Quelques années plus tard, un ermite du nom de Fiodor Kouzmitch fut reconnu par de nombreuses personnes comme étant le Tsar défunt : arrêté, fouetté puis déporté en Sibérie, il devint staretz[7] et mourut le 20 janvier 1864 à Tomsk, en Sibérie. Que Kouzmitch et Alexandre Ier soient une seule et même personne, est aujourd'hui admis par certains historiens et par la famille Romanov. Ceux-ci affirment qu'Alexandre se serait volontairement retiré du monde, ne supportant plus le poids de sa responsabilité dans le régicide, doublé de parricide auxquels il devait son accession au trône. Un élément troublant conforte cette hypothèse : lorsque Alexandre III fit ouvrir le tombeau de Saint Petersburg, afin de vérifier le bien-fondé des rumeurs de survie, le cercueil fut découvert vide...[8].

 

Araktcheïev qui a gravi les échelons militaires sous Paul 1er, est de tous les ukases.  Tout au long de sa carrière, il obéit aveuglément au tsar et exécute les tâches les plus diverses -projet d’une charte d'affranchissement progressif des serfs ; réforme militaire judicieuse pendant les guerres napoléoniennes ; création d’une zone stratégique regroupant en colonies un tiers des effectifs de l’Armée. Lui qui était connu pour sa cruauté, son nom devenant même synonyme de despotisme, répondait à ses interlocuteurs : Je suis l'ami du tsar et les plaintes à mon sujet ne peuvent être adressées qu'à Dieu.

Cet homme qui fait pendre les chats pour sauvegarder les rossignols dont il était passionné, qui édifie sur son domaine une église, a-t-il respecté la volonté de son seigneur en organisant son évasion du monde politique.

Toujours est-il que le comte perdit sa position, fût démis de ses fonctions, renvoyé de la Cour et exilé sur ses terres.

 

La funèbre cantilène se devait de lui rappeler les temps passés…

 

 

icone plan InPixio 

[1] Алексей Андреевич Аракчеев, né en 1769, † en 1834. L’un des plus proches collaborateurs du Tsar, ministre de la Guerre, administrateur des colonies militaires. Après la chute de son rival Golitsyn, en 1820 il reste l’homme le plus puissant de Russie.

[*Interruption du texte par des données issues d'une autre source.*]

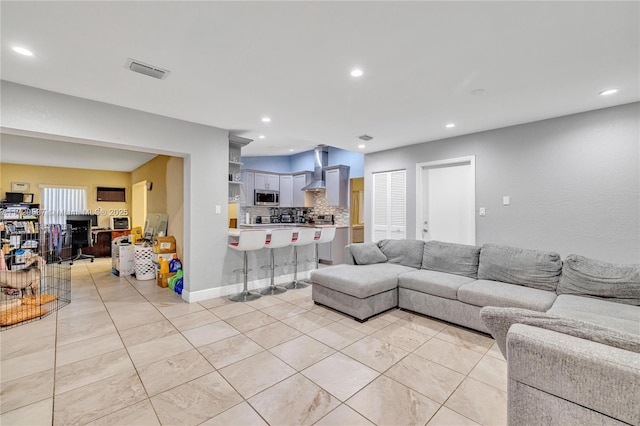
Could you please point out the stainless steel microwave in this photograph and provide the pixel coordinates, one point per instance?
(266, 198)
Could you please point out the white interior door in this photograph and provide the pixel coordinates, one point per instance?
(139, 204)
(445, 201)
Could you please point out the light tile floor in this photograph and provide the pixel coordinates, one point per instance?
(127, 352)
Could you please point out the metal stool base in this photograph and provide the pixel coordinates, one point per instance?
(245, 296)
(296, 285)
(271, 291)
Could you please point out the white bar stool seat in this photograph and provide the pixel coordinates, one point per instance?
(326, 236)
(279, 238)
(305, 236)
(248, 240)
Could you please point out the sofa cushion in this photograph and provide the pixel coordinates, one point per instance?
(495, 293)
(531, 268)
(602, 312)
(403, 252)
(453, 258)
(360, 281)
(367, 254)
(595, 278)
(499, 320)
(433, 282)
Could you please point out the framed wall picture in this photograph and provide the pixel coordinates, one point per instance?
(19, 186)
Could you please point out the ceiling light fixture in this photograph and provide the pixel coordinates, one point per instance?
(608, 92)
(22, 51)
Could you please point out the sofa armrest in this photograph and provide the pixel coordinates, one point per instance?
(348, 256)
(596, 376)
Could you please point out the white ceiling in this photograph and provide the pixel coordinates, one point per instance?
(232, 63)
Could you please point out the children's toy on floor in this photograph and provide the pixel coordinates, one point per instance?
(175, 265)
(27, 277)
(176, 281)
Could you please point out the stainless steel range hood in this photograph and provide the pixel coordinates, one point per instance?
(321, 160)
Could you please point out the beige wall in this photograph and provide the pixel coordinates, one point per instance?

[2] Datée de 1826, elle porte le N° 402.

[3] Александр Благословенный - Aleksandr Blagoslovénnyi (Alexandre le béni), né Александр Павлович - Aleksandr Pavlovitch né à Saint-Pétersbourg, le 23 décembre 1777 – † à Taganrog le 1er décembre 1825 ; tsar de Russie à la mort de son père Paul 1er en 1801.

[4] Cet ouvrage est la conjonction des talents de plusieurs artistes russes et français : P.V. Le dur et G.-G.-M. Guvé (architectes) ; Lamy et A. E. Yegorov (peintres) G.-A. Kouriguer (sculpteur) ; Davrenville, sic !  (mécanicien) ; Guémon (horloger).

Extrait du catalogue de l’exposition Paris-Saint Pétersbourg, 1800-1830, Quand la Russie parlait français... Hôtel des Invalides, 2003, p. 194.

[5] Paul Mourousy, Alexandre 1er, tsar de Russie, Editions du Rocher, Paris, 1999.

[6] En fait le 19 Novembre 1825 selon le calendrier Julien, toujours en vigueur en Russie.

[7] Стáрец, maître spirituel charismatique orthodoxe.

[8] Lire à ce propos : Maurice Paléologue, Alexandre Ier, un tsar énigmatique, Paris. 1937.